Geçtiğimiz günlerde basına açıklamalarda bulunan Hristodulidis, “Türkiye vetosu nedeniyle NATO'ya üye olamıyoruz, ordumuz da bu nedenle istediği askeri teçhizata ulaşamıyor, ABD'den istediğimiz NATO standartları, Türkiye karşısında savunma olanaklarını önemli ölçüde yükseltme fırsatı veriyor” ifadelerini kullanmıştır. Yine aynı açıklamanın devamında Baf kentindeki Andreas Papandreu Hava Üssü'nün yenilenmesi konusunda ABD ile ilerlediklerini kaydeden Hristodulidis, AB ile de GKRK’nin Mari'deki deniz üssünün genişletilmesinin genişletilmesini ele aldıklarını ABD’nin de olumlu karşılık verdiğini belirtmiştir.
Bu hamlelerin esasında Türkiye’ye karşı yapıldığı Hristodulidis’in ifadelerinden de açıkça görülebilmektedir.

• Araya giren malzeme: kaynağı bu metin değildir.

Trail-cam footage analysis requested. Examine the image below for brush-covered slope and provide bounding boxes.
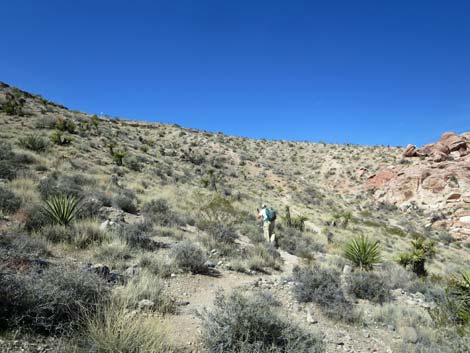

Geçmiş dönemlerde NATO çerçevesinde “müttefikimiz” olan ABD’nin, Doğu Akdeniz’de Türkiye’nin aleyhine işletilmeye çalışılan politikalar karşısında GKRK’den ve Yunanistan’dan yana tavır aldığı hepimizin malumudur. ABD’nin özellikle de GKRK’den yana Türkiye aleyhine izlediği politikalar doğal olarak müttefiklik ruhuna aykırı olduğunu gösterirken NATO üyesi olmayan bir ülkeyi NATO üyesi olan Türkiye’ye tercih ettiğini göstermiştir.
ABD, Rum ordusunu NATO standartlarına yükselterek yapacağı hamleler ile GKRK’ye NATO’nun yolunu açmaya çalışırken, olası bir durumda hem kendi Türkiye karşıtı hamlelerine meşru bir zemin kazandırmak hem de Orta Doğu’da şekillenen gündemle beraber Doğu Akdeniz’de kendisine resmi bir üs elde etme imkânına kavuşmayı arzulamaktadır. Diğer yandan NATO çerçevesi kapsamında “müttefik” olduğu Türkiye’ye karşı NATO üyesi olmayan bir ülkeyi tercih ettiği için samimiyet sorgulamasına maruz kalmaktan kurtularak masumiyet maskesini kuşanacaktır.
Tabi bunlar kendilerince şekillendirdikleri sığ planlardır. Bölgedeki hâkim tek güç Türkiye’dir.
Türkiye, ne adanın güvenliğini ne de kendi milli güvenliğini tehlikeye atacak hiçbir politikaya geçit vermeyecek iradeye sahiptir. Ülkemizin milli güvenlik, hak ve egemenliğinden vereceği bir taviz yoktur. Temelsiz, altı boş ve kof düşüncelerle yeni statükolar oluşturmak amacıyla ortaya atılan tez ve projelerin boşa düşeceği muhataplarınca iyi anlaşılmalıdır. Zira Kıbrıs adasına Türkiye’nin birkaç dakikalık uçuş mesafesinde olduğu akıllardan çıkarılmamalıdır.